What’s the meaning of the first condition? I my understanding, it is same as we have \(n\) independent eigenvectors. But chatgpt does not agree with that. But I still did not understand it completely.

If the matrix is not symmetric but still holds the first part of above condition. We can decomposite the matrix into a less beautiful way, i.e., \(S=X\Lambda X^{-1}\), where columns of \(X\) are eigenvectors.

Decomposition with less condition#

First, let’s have a look a rectangle matrix with the size of \(2\times 3\).

../_images/bffc07855e272febe97d90f57b18df41d83f731aaf2f4db13cf327c325df8b7b.png

You can see, the dimension of the vector has been reduced from \(3\) to \(2\). Where the heck does the third dimension go? In fact the value of the third dimension contributes to the value of result vector. It does not just disappered, instead, the information of third dimension has been contained in the two dimension of the result vector. Although, in this picture, the dimension eraser assigns zero to the third dimension, which means it just discard the third dimension.

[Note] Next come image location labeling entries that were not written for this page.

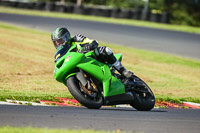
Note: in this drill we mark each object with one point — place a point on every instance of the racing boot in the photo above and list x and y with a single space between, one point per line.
122 70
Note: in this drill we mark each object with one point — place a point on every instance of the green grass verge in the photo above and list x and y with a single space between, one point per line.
26 61
8 129
182 28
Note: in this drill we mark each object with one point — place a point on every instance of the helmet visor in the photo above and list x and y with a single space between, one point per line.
62 40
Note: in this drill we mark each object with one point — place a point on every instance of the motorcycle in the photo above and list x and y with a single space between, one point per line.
93 83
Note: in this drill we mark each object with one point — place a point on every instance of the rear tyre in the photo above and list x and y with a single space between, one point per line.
143 100
74 87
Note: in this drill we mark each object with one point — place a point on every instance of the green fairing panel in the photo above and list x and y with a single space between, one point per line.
116 88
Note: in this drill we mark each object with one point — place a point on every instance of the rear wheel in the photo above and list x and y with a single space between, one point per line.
144 99
90 99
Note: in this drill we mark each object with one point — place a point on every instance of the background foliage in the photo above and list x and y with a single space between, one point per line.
182 12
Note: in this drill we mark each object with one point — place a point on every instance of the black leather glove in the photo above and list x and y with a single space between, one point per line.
78 38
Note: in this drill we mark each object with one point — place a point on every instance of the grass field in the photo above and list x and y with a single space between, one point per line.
8 129
27 63
102 19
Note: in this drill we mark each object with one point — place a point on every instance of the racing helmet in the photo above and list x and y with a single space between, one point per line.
60 36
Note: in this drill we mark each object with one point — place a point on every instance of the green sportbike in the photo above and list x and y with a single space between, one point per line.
93 83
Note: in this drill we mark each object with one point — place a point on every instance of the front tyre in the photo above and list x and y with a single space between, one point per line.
74 87
144 99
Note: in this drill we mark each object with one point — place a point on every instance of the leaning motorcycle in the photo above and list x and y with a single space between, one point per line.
93 83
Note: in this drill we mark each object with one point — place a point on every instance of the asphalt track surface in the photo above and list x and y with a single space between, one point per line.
173 42
109 119
128 119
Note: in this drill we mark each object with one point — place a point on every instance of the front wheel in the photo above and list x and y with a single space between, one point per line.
77 92
144 99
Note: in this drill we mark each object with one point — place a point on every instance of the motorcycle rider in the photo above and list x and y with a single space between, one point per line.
62 41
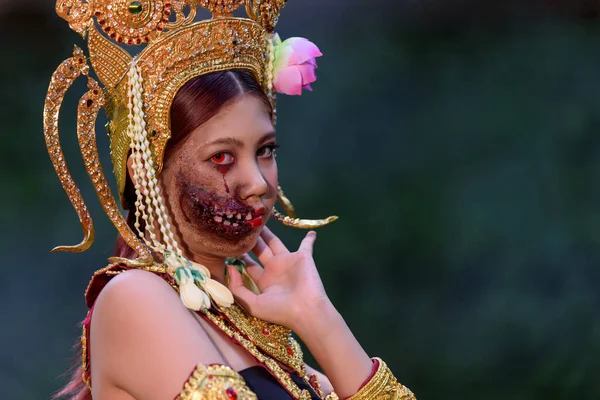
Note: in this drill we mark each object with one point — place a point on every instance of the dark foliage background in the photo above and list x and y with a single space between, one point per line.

../_images/17a6d30f153592fd02a4c462cbfb96580deaa966a675741a5afefa72fd45d050.png

What happens when we apply an dimension adder? Where does the third dimension come from? If fact, the third dimension of reuslt vector is the reweighted sum of first two dimensions of the original vector (in fact it only has two dimensions). Although, in this picture, the dimension adder assigns zero to the first two dimensions.

SVD: singular value decomposition#

Recall the definition of the digonalization, where \(S=Q\Lambda Q^T\). The columns of \(Q\) are the eigenvectors of \(S\). But how can we get the eigenvectors from a rectangle matrix \(S\)? An amazing way is to get eigenvectors from the symmetric matrix \(SS^T\). Thus, the columns of \(Q\) are the eigenvectors of \(SS^T\).

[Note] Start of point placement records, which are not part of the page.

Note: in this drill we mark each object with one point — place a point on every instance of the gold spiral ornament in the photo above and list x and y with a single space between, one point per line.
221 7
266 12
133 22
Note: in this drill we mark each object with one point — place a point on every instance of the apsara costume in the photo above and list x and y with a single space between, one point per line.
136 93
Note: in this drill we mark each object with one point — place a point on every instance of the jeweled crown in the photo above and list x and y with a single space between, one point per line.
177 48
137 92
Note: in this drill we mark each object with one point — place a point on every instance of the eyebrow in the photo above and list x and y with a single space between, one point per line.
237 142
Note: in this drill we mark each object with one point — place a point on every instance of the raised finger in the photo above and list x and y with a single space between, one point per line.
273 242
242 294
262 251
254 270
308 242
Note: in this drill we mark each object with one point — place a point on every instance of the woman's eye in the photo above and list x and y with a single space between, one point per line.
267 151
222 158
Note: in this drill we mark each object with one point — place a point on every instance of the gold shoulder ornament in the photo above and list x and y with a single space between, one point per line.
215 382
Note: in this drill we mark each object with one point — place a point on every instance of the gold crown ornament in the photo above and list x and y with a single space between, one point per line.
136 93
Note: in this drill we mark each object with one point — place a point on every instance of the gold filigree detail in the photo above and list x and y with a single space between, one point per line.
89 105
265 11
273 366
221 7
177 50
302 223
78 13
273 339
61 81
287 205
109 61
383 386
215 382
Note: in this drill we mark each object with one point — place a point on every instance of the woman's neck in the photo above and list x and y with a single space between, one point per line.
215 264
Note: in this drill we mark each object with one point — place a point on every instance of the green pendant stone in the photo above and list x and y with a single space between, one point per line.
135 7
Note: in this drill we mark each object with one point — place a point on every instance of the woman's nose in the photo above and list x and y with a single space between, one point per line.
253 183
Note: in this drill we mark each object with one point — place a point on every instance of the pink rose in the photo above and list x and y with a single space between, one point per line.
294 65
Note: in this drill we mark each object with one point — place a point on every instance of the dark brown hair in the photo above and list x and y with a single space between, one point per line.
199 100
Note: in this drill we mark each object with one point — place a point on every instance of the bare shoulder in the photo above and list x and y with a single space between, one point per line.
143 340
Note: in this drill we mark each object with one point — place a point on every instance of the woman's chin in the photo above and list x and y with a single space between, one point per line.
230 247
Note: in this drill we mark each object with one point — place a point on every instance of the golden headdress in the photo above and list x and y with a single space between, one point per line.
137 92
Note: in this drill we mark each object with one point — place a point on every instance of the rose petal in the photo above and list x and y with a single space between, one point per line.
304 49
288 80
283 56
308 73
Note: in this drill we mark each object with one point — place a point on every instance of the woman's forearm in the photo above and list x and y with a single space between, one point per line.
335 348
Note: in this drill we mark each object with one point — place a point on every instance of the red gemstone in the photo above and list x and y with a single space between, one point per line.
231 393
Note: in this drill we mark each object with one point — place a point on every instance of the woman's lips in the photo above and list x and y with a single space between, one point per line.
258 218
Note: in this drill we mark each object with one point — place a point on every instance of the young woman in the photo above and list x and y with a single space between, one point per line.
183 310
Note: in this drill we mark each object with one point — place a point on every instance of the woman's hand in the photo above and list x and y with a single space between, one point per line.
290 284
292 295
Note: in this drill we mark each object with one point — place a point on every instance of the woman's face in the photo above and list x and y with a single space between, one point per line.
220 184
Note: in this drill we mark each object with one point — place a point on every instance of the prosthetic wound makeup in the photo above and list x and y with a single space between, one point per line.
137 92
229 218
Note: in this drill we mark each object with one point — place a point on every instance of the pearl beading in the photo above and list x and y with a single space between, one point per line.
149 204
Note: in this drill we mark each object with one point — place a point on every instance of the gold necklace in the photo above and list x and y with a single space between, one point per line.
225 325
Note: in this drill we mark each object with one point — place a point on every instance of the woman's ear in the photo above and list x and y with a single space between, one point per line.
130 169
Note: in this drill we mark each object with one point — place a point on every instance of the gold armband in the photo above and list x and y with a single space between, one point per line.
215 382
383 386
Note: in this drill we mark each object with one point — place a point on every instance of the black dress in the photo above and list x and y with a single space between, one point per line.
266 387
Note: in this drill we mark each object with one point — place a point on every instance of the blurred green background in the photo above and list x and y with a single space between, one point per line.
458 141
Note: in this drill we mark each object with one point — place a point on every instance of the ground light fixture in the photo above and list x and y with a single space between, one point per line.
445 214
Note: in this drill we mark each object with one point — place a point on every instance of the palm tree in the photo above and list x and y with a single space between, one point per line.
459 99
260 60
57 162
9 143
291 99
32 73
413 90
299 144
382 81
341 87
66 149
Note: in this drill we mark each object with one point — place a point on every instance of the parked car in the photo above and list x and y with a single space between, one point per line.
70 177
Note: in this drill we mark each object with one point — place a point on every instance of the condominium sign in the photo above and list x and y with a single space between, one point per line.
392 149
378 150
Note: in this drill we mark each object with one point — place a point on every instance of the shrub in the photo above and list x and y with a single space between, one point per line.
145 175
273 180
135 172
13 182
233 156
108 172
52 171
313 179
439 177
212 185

What the \(Q^T\) corresponing to in this case? It is the eigenvectors of \(S^TS\). Thus, the columns of \(Q^T\) are the eigenvectors of \(S^TS\).

What’s the \(\Lambda\) corresponding to in this case? We don’t have eigenvalues for a rectangle matrix, but we can have singular values for them. In fact, it’s the eigenvalues of \(SS^T\) and \(S^TS\) sorted in the descending order (largest eigenvalues for these two matrices are same, rest of eigenvalues are zero, see following pictures). Thus, the diagonal of \(\Lambda\) are the singular values of \(S\).

../_images/a4a2c6cd83de3d35695aca2287350ede45647cb6f67e6705ae096c18baa3b3c7.png

../_images/ec3581c2f9764d53630fef27bc50a6f64de5666e868368767e9f779eda81b65a.png

Important

Thus, the SVD of \(S=U\sum V^*\) can also be considered as a sequence of simple transformation:

Rotate with \(V^*\).
Stretch with \(\sum\).
Rotate with \(U\).

The only thing different between SVD and digonalization is SVD might raise or reduce the dimension of the vector. :::

from IPython.display import Image
Image('imgs/l3-m8.png', width=800)

../_images/2c40e50909b56fb3e2944d16c1b1e6b40247b882d8adcddd439475c74dfde24f.png

Interesting problem: projected vector#

Given a vector \(x\), we want to project it to another line, assume there is a vector \(v\) that is on the line. What’s the result of projection?

First, normalize the \(v\) to be \(u=v/||v||\). Then the length of the projection of \(x\) to the line is \(u^T\cdot x\). Finally, the prjection vector is \(u \cdot u^T \cdot x\).